The more generous landscape areas lie adjacent to the building:
Irrigation is being planned via passive and active water harvesting; temporary irrigation is only for the 1st year of establishment, to satisfy LEED criteria. The materials palette developed for this project includes locally-native species to this part of the Mojave Desert.

I am known to "take up the gauntlet", and at least it is wetter at this site than Death Valley...

I did more sketches of more areas, but this should give you a rough idea; I did not do any study sketches for the landscape beyond the building, as it is mostly parking. With 5" of average annual precip in Boulder City, there are few options out there!

Now, the west side and patio area:

Again, the 'B' option creates more of a meaningful oasis for the patio space, in the manmade canyon formed by 3 sides of the building.

Tuesday, July 06, 2010

Apricots & Thermal Belts

Too bad I don't like the taste of apricots!

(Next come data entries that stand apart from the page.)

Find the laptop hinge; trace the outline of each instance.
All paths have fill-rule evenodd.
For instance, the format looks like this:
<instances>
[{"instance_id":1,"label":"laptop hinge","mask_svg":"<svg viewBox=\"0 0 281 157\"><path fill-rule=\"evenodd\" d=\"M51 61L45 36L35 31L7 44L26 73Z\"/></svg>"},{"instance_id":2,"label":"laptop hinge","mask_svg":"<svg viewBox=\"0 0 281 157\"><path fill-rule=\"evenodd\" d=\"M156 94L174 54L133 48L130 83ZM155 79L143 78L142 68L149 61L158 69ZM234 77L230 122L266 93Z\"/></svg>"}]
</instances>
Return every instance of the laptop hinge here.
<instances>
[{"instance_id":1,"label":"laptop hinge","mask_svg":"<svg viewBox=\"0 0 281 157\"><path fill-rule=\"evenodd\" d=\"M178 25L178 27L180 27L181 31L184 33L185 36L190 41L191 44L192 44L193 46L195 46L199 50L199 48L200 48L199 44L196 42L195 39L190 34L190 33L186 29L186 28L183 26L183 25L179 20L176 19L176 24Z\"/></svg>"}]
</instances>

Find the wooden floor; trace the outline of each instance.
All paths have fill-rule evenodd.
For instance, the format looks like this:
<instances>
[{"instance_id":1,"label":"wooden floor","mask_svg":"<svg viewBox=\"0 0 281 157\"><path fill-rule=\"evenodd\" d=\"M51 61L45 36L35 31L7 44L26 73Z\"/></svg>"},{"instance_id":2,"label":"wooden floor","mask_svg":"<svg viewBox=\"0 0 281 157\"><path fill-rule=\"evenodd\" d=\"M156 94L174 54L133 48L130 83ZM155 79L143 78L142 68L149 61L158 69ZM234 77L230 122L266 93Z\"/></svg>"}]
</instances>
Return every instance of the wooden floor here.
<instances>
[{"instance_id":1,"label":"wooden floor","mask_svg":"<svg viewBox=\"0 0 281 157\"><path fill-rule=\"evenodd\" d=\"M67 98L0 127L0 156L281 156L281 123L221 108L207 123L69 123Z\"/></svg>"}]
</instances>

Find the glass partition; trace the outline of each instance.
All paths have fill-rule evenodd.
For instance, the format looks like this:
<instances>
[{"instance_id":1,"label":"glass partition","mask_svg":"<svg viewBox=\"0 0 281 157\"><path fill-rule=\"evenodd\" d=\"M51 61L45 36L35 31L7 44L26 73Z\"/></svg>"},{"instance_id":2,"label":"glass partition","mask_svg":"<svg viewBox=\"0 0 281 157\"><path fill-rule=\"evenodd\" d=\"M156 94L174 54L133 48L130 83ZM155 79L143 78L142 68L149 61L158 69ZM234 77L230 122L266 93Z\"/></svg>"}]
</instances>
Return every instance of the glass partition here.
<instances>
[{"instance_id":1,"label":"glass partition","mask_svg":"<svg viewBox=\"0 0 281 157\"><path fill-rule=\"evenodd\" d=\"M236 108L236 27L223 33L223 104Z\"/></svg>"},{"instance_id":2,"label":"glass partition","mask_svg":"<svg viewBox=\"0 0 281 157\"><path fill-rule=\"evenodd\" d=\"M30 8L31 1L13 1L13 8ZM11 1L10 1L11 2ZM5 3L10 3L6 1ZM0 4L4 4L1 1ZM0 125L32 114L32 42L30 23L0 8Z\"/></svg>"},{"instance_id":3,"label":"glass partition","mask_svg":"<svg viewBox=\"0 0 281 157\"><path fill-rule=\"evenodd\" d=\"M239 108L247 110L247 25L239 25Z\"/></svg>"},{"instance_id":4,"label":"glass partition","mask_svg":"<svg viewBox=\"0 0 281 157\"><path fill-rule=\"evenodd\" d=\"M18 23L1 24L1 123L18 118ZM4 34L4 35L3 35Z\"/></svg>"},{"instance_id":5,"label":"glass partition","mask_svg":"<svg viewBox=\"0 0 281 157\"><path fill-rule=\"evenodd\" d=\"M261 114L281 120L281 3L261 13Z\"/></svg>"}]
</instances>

This is one apricot tree of many in the neighborhood, growing over a wall along Copper Av, E of Tramway, taken earlier this morning:

They fruit reliably in many foothills areas of Albuquerque.

This is a decent crop, though perhaps a week or two late. In more favorable years, I have seen trees in this area produce even more fruit, the ripe apricots really weighing down a tree's branches. 

Why are the higher thermal belt areas good for fruit trees prone to late freezing, compared to what are perceived as warmer valley locations?

Thermal belts are better places to grow a larger variety of fruit trees, plus many ornamental plants, than most lower or valley locales. At least in the west. While lower areas are warmer in the winter and warm up faster in the spring (causing plants to flower and fruit early), they are also more susceptible to cold air drainage on still nights, while thermal belts stay warmer during those late cold spells.